Prolog is the future. Seriously. -ish. At least, if the future is
languages like Oz and Alice ML (or watered-down mainstream variants
like C-omega, and no I'm not making these up). It turns out that logic
programming leads to declarative concurrency, which ties in nicely
with the various calculi for concurrent processes that are currently
so very hip.
I am not an expert on these matters, but I play one on the internet.
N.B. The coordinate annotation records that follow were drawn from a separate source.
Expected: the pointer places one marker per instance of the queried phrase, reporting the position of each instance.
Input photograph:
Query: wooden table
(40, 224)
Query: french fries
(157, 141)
Forth isn't dead, but has gone undercover; I believe it is still in
use in embedded systems, where its small-and-lightness-fu is much
A successor to Fortan is in the works, called Fortress - it seems that
scientific/mathematical programming still needs a domain language all
of its own. And COBOL obstinately refuses to die - possibly the signal
from its hind-quarters has yet to reach its brain; or maybe it's like
one of the Dark Judges (Judge Rigor Mortis, say), hissing "foolssss!
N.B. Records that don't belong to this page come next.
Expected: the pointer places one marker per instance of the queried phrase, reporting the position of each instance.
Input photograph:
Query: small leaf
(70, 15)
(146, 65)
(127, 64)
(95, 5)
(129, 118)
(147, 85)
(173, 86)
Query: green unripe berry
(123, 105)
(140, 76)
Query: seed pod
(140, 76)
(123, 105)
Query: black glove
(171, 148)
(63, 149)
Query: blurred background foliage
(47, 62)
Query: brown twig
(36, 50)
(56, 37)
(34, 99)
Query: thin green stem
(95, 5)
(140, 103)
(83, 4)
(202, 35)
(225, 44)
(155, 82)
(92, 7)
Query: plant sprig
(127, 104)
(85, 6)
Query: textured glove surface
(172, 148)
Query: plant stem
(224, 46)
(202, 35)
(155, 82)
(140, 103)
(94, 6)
you cannot kill what doesss not liiive!"
(still-going? Lisp) evaluates to T.
Computer science is still a young field, and the culture of
programming languages is still a young culture - Alan Kay compared it
recently to the consumer culture marketed at adolescents:
exploitative and fad-driven, fuelled by the amnesiac repackaging and
recycling of old ideas. C# is like Coldplay: nothing you haven't heard
before, but nicely put-together.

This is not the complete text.